Por meio da oração se procura vencer a tentação do poder e reconhecer o senhorio de Deus e a nossa condição de criaturas, que de Deus saímos e a Deus retornamos. O jejum é para vencer a tentação do prazer e buscar um autodomínio, a fim de sermos verdadeiramente livres e senhores de nós mesmos. Enganam-se os que pensam que jejum é deixar de comer e beber. Jejum é uma forma de renúncia voluntária por amor a Deus. A esmola é para vencermos a tentação do ter. Ofertarmos um pouco do que possuímos para que, repartindo o que temos, outros possam viver melhor.

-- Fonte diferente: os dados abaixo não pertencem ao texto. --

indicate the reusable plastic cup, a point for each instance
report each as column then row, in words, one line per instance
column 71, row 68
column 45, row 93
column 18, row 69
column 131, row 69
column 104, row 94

Igualmente começa após a Quarta-feira de Cinzas a Campanha da Fraternidade 2010, já tão tradicional entre todos, e que neste ano destaca e tem como tema a “Fraternidade e os bens materiais” e o lema “Não podeis servir a Deus e ao dinheiro” (Mt 6, 24 ). Durante as cinco semanas da quaresma, juntamente com outras comunidades cristãs, procuraremos refletir sobre a centralidade da pessoa humana no projeto salvífico de Deus e a importância do uso dos bens materiais em favor delas, pois tudo está a serviço do ser humano.
No Domingo de Ramos e da Paixão do Senhor ocorre a grande manifestação de solidariedade, em que repartimos entre irmãos o muito que recebemos de Deus e queremos colocar a serviço de todos para o bem de cada um. É a grande coleta da Fraternidade, que nos dispõe a começar a semana do cristão, que é a Semana Santa. Finalmente na Páscoa do Senhor abrimos nosso coração para a transformação, e deixamos de lado um coração de pedra, assumindo um coração de carne capaz de amar. Quaresma e Campanha da Fraternidade de mãos dadas nos conduzem a uma autêntica mudança de vida para que a tenhamos em plenitude.